Columnists

Socialisation key to corruption prevention

KELVIN Siwale.

Analysis: KELVIN SIWALE
THE study of sociology is key in understanding behaviour.
Sociology helps us devise strategies to prevent corruption.
Hence, we shall look at the socialisation-corruption nexus.
Socialisation is the process of internalising the norms and ideologies of society. According to the theory of nature, the nature of the environment around us has a big say on who we are. It should be highlighted that socialisation occurs throughout life but the most critical is in childhood. The key agents of socialisation include family, school, peers and mass media. Nevertheless, for the purposes of the nexus between socialisation and corruption prevention, we will briefly focus on family, school and peers.
Just like any other norm is adopted from society or the environment, an individual can also be socialised into a culture of corruption. This kind of socialisation makes an individual grow or develop believing that corruption is a normal way of life.
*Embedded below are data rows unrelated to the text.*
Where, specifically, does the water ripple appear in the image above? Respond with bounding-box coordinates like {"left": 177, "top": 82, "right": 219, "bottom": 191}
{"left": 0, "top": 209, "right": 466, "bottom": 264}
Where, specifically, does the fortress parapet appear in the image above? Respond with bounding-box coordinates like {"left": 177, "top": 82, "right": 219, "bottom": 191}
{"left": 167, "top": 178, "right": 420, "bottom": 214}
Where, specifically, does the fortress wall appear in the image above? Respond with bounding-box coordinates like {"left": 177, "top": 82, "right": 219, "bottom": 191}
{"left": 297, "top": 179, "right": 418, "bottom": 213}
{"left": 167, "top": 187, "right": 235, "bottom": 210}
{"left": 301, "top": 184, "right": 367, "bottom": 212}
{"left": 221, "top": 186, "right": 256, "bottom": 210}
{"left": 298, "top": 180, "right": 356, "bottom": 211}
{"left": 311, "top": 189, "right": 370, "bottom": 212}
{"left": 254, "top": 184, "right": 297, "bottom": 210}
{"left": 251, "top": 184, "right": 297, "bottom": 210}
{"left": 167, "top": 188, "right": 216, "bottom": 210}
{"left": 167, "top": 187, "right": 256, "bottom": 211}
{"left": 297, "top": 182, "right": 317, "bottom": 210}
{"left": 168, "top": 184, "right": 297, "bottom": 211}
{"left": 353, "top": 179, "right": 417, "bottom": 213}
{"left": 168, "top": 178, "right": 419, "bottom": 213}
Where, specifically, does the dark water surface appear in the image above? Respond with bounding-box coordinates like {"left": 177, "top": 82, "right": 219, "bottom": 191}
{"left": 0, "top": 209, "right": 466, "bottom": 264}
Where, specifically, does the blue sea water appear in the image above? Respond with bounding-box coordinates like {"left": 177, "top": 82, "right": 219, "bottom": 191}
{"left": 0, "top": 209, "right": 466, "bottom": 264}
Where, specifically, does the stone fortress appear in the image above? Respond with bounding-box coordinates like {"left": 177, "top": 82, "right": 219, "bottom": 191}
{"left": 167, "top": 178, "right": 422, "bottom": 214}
Family is the most important agent as it is said that charity begins at home. In the anti-corruption discourse, to have a meaningful achievement in corruption prevention, we need to have the populous that is well entrenched in societal ethical values and norms. This can only be achieved if families start inculcating values in their children at a tender age before the world of corruption socialises them. Corruption has everything to do with greed (self-centredness). Therefore, as children grow up, parents should endeavour to bring them up in a way that makes them selfless and conscious of the existence of the next person. If children are brought up to care about the next person, even when they grow up, they will not indulge in activities that will hurt others, which is exactly what corruption does.
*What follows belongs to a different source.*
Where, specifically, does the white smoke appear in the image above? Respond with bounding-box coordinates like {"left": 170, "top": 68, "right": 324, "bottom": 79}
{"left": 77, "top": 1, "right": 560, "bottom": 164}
Corrupt behaviour is learnt through family and peer interactions. For instance, if parents always give or promise our children some sweets or coins in order for them to stop crying, do or stop doing something, we are planting a seed of corruption in them. These acts make children grow believing that for them to do something, they must be rewarded or induced. This seed germinates and sprouts into a plant of corruption which grows exponentially. If such children hold public office in future, corruption will be normal to them. We also need to know that such habits die hard, and these are the manifestations that we see in various offices.
Peers also have influence on what we indulge in. This is linked to the foundation laid by the family, as regards whether one succumbs to peer pressure or not. Peers that have been brought up believing corruption is a normal way of life, may influence their colleagues whose ‘moral tanks’ are low. Thus, it is advisable that we mind the people we mingle with and consult. If they don’t make decisions that are in public interest, dig a gulf between you and them before you are socialised into their ways. Don’t mind how your peers have advanced and amassed wealth through corruption. Keep your ‘moral gauge’ high, work hard and be proud of earning your wealth legitimately.
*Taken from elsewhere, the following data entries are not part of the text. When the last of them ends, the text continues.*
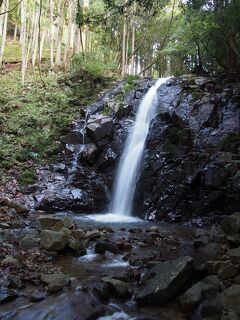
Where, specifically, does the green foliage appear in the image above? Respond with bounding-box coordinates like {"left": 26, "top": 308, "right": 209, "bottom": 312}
{"left": 122, "top": 75, "right": 139, "bottom": 92}
{"left": 72, "top": 53, "right": 115, "bottom": 78}
{"left": 18, "top": 169, "right": 38, "bottom": 186}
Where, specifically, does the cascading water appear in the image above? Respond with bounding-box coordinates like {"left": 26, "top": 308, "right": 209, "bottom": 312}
{"left": 111, "top": 78, "right": 169, "bottom": 217}
{"left": 85, "top": 78, "right": 169, "bottom": 223}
In institutions, we have heard people refer to some officers as having started well and that they have missed it along the way. Very true! The question is, what happened along the way? Alas! They were socialised by wrong officers. Managers/leaders, let’s mind whom we attach new officers to. Corrupt officers or leaders can only socialise new officers into their ways and make every wrong decision look angelically endorsed.
Further, schools also play a very big role in socialisation. Schools should begin to put emphasis on value system entrenchment in the pupils/students. If we can have the citizens with a strong value system stemming from childhood, a strong and corrupt free society is guaranteed. Henceforth, instead of fighting corruption reactively, let’s go down to the grassroots and deal with it proactively. Parents, teachers in schools and managers in organisations, you have a big role to play sooner than later.
Lastly, a proactive approach in anti-corruption is more sustainable than a reactive one. If we can do a lot of work in socialising our young generation from infancy into responsible and morally upright citizens, we will have a strong national value system, which stems from families. Further, we will have a society that is uncompromising and upholds integrity; a people that will not get what is not theirs. This is why the Ministry of General Education, in conjunction with the Anti-Corruption Commission, has introduced the subject of ‘Governance and Corruption’ in the curriculum for primary and secondary education. With this model, our dream of reducing corruption to insignificant levels will be realised.
The author is an anti-corruption specialist.